Your LLM Incident Is a Missing Test: Build an Incident-to-Eval Loop

Apr 3, 2026

llm
reliability
evals
incident-response

TL;DR

Most LLM teams treat incidents as operations work and evals as model work. That split creates repeat failures. A better approach is an incident-to-eval loop: every meaningful incident becomes one or more eval cases that must pass before future releases.

Context

Yesterday’s canary pattern helps catch regressions before broad rollout. But canaries only detect what you already measure. When a new failure mode appears in production and never enters your eval suite, you have a process gap: your system learned nothing from the incident.

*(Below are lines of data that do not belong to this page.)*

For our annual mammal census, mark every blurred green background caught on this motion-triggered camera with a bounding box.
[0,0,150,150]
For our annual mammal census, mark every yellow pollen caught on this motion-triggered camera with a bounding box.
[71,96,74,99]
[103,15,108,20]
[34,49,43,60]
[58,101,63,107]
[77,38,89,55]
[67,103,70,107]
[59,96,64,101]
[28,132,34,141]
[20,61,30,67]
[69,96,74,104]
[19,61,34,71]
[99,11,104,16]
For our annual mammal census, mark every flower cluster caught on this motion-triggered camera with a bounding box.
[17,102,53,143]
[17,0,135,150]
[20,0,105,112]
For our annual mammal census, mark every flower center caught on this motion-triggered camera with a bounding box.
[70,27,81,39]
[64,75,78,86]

This is not just an LLM issue. Google SRE’s postmortem guidance emphasizes learning systems, not blame systems. OpenAI’s eval guidance emphasizes explicitly defining expected behavior and testing it. NIST’s AI RMF and the GenAI profile emphasize ongoing risk management and evaluation rather than one-time compliance checks.

The synthesis is practical: postmortem output should feed your eval input.

Key Points

1) Treat incidents as data, not just events

An LLM incident is evidence of a mismatch between real-world input and your tested assumptions. If your postmortem ends at “fixed prompt,” you improved today’s state but not tomorrow’s release safety.

Minimum conversion rule:

every Sev incident -> at least one deterministic eval case,
every repeated low-severity issue -> one aggregate behavior eval.

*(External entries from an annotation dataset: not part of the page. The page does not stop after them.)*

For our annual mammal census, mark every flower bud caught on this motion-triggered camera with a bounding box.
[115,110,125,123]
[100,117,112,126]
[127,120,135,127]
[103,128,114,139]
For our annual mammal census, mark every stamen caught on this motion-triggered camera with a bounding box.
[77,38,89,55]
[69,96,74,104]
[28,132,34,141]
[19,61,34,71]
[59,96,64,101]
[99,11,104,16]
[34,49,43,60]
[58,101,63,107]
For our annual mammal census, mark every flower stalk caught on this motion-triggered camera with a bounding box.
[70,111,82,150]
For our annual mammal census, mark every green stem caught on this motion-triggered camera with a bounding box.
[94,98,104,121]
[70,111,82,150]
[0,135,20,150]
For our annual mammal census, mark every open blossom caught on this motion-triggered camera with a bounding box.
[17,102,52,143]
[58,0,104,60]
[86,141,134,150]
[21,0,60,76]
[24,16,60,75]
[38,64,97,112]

2) Write failure cases in user language first

Start from the user-visible failure, not the internal root cause.

Good eval seed:

Input context: what user asked and what tools/data were available,
Observed bad output: what actually happened,
Expected acceptable behavior: what “good” looks like,
Severity label: why this matters.

This keeps evals aligned with product risk, not just engineering aesthetics.

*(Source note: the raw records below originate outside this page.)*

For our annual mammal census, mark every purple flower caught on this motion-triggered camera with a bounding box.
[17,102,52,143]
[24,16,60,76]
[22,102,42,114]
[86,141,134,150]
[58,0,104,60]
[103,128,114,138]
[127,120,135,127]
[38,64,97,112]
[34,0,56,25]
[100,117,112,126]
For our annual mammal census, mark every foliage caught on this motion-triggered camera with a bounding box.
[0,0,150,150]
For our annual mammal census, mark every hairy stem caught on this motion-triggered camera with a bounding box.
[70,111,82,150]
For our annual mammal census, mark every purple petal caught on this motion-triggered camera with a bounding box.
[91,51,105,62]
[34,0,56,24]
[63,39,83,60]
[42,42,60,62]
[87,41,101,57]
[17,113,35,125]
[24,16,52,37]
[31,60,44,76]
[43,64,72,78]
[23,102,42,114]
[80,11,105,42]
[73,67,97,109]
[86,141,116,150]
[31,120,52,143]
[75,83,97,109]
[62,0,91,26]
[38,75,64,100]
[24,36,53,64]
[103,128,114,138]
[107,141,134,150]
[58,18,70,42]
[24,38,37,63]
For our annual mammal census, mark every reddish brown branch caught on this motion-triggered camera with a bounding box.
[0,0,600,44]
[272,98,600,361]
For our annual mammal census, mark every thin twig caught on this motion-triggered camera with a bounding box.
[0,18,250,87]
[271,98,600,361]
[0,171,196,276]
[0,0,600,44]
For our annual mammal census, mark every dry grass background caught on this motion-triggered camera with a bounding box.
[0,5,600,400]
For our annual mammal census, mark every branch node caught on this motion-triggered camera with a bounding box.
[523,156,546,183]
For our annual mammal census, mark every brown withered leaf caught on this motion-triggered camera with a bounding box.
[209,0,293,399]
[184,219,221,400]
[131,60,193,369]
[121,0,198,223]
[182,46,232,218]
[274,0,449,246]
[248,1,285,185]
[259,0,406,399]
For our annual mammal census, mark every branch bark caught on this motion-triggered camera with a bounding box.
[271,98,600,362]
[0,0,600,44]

3) Split cases by failure type

One incident can hide multiple failure classes. Split them so each test has a single purpose:

hallucinated citation,
unsafe instruction compliance,
refusal when retrieval is available,
brittle formatting that breaks downstream parsers,
latency timeout leading to empty or partial answers.

Small, specific evals are easier to maintain and diagnose.

4) Promote only if incident-regression tests pass

Integrate incident-derived evals into your release gates:

Eval Gate: baseline + incident-regression suite must pass,
Canary Gate: no live degradation on core metrics,
Scale Gate: stable for observation window.

If a model candidate fails an incident-regression test, it should not ship—regardless of benchmark hype.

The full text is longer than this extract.